For regular readers of this blog, all of this comes as no surprise. It is part and parcel of the ongoing plan, forged decades ago by the Israelis and later adopted by the Israel First neocons, to fragment the Arab and Muslim Middle East into a mosaic of weak and politically and ethnically divided Bantustans. According to the Israeli strategist Oded Yinon, after the Arabs are splintered “into ethnically or religiously unique areas,” there will need be “garrisons” established to “prevent collusion and maintain security dependence among the vassals, to keep tributaries pliant and protected, and to keep the barbarians from coming together,” as Zbigniew Brzezinski would have it.

Initially, the Israelis figured they’d be the ones to set-up and man these garrisons, but as their recent experience in Lebanon demonstrated, they are not up to the task. Instead, thanks to the handiwork of the neocons, these garrisons, now known as “enduring camps” in Pentagon parlance, are scattered around Iraq with a massive, billion dollar plus “embassy” in Baghdad that will ultimately coordinate operations across “Haddadland,” as the Israelis called southern Lebanon under their brutal occupation, that is before Hezbollah kicked them out.

Thus more troops are required, as Rep. Silvestre Reyes demands, regardless of the conclusions of the Iraq Study Group.

In the months ahead, we should expect the Democrats to follow the script, as authored by the neocons and the Israelis, albeit with possible management style tweaking. More troops will be sent to Iraq and vague assurances of “withdrawal,” probably with “honor,” as Nixon claimed during a previous war.

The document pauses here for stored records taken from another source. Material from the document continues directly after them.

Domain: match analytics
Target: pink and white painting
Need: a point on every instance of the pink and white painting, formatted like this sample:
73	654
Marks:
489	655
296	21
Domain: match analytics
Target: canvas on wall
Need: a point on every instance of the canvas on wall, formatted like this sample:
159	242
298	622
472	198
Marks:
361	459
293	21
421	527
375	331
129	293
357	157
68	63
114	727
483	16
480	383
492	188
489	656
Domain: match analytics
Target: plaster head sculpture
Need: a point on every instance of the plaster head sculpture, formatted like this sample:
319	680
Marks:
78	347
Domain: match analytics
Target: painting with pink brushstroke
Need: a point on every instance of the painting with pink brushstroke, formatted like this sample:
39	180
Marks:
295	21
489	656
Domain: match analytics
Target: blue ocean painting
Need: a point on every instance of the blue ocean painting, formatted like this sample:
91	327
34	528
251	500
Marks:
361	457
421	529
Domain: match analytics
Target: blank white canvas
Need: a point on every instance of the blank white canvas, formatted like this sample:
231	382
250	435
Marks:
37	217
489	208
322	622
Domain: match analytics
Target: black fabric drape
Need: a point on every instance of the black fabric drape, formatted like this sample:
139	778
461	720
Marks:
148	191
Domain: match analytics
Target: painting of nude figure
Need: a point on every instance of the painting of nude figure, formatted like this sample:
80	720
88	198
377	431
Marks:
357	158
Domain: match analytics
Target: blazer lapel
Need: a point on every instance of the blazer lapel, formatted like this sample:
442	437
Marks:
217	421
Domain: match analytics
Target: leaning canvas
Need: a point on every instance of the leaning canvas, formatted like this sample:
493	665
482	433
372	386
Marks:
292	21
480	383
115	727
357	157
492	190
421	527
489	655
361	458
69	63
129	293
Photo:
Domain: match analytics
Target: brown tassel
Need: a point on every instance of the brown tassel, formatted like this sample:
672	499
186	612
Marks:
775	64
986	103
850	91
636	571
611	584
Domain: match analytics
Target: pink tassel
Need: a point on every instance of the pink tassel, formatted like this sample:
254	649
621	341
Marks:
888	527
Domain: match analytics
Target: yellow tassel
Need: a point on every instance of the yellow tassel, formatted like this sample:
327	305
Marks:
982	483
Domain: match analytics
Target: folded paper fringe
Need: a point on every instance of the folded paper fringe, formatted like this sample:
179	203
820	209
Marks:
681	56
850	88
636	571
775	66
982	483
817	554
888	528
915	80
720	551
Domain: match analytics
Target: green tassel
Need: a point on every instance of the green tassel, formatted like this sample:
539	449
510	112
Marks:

In fact, Nixon is the template here, as he promised peace with honor in 1968, although he never offered to end the war in Vietnam, prompting Democrat nominee Hubert H. Humphrey to allege that he must have had some “secret plan.” It took seven agonizing years from Nixon’s promise to Operation Frequent Wind, when evacuees scrambled to Air America (CIA) helicopters for a mad dash out of the country.